The question of when we will have a COVID vaccine is as much a regulatory question as it is a scientific one. So it might be more helpful to reframe the question as, when will the FDA approve any vaccine?
The FDA has dual mandates, safety and efficacy. Does it work, and is it safe? And the FDA is faced with making difficult trade-offs. The difference between a poison and a cure can be quite small—chemotherapy being a well-known example.
In practice, the FDA swings a bit like a pendulum between prioritizing safety and prioritizing efficacy. After a negative safety problem, they move towards higher safety requirements, which by definition decreases the number of new drugs that are released. Once that happens, disease advocacy groups head to DC and exert pressure for more drugs, to swing the pendulum back towards efficacy, towards more new treatments.
The traditional drug discovery process is quite long, and so you’re often going back and forth with the FDA for more than a decade to get a drug approved. During that time you witness firsthand as the goalposts move, as the agency responds to events outside of your control.
As a side note, it’s important to note that science does not exist in a perfect bubble, as much as we would like to believe it does. The industry is filled with people who are susceptible to the same human pressures as everybody else. We never have perfect information. We never have enough data. So we’re left needing to make trade-offs.

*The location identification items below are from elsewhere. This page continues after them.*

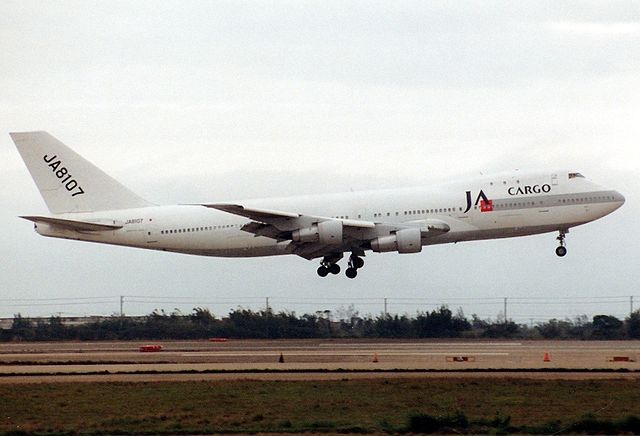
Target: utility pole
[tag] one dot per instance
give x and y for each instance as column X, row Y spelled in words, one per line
column 505, row 310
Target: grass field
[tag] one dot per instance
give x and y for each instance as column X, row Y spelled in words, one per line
column 365, row 406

And indeed, I would argue that the reality of necessary trade-offs has been largely ignored during the COVID debate, although we are starting to see that change.
On my first day of teaching this quarter at Booth, I raised the question of whether or not government policies were trading a known negative, which is a self-imposed recession, for an unknown positive, which was the efficacy of lockdowns. And those are important questions to ask, and that’s the same question of safety versus efficacy, but on a larger scale.
So going back to the FDA and the COVID vaccine: Beyond safety and efficacy, when evaluating a new drug for approval, they also look at need, and they factor in standard of care. With COVID, we have a very high need, and there is no standard of care. There are no treatments. So that significantly lowers the bar for approval. And indeed it is lowered at well below what anyone thought possible six months ago.
At Nymirum, the drug discovery company where I’m CEO, we focus on targeting RNA. Our technology was initially developed while working on the HIV RNA virus, and as all coronaviruses are RNA viruses, our technology is well-suited to this issue.
As a result, we were contacted by someone affiliated with one of the larger government agencies and asked about working on the SARS-CoV-2 virus, which is the virus that causes COVID. Specifically, we were asked how long it would take us to develop a drug if all restrictions were removed and all resources were made available. So we spent the weekend going over our plan again and again.
As a drug developer, it’s a fascinating question. It’s a great process to have to work through. And the number we came down to was two and a half years, and that was a number that just felt ridiculously fast. Indeed, it felt a bit absurd even to say that number. But when I did, they had a great response: He said, “No, you’re not hearing me. Don’t worry about the FDA or a budget. What is the absolute fastest it could be done? Could you do it by this fall?” That was a great question—removing the restrictors we’re used to working with and thinking outside of the current framework.
The vaccine developers seem to have been given a very similar challenge. And at Moderna in particular, they have indeed been given the funding, and they have been given a very close partnership with government agencies to work on the vaccine cure in the next six to nine months. The list of additional drug companies that are announcing their own vaccine programs seems to increase daily.
So to answer the question of whether the FDA will approve a vaccine in the next six to 12 months, I believe it’s likely that they will. But moving from 10 plus years of safety and efficacy data down to six to nine months will, by definition, give us a lot less data to look at. So the next question is, will enough people take it?
It’s worth pointing out that those primarily at risk from COVID, people over 65, are the same group with the lowest response rates to vaccines. So the next question is, will enough younger people, who are at lower risk from COVID, be willing to take a drug that is more risky, that has less data than we normally have? And that is probably the most important question for those of us asking when this pandemic will end.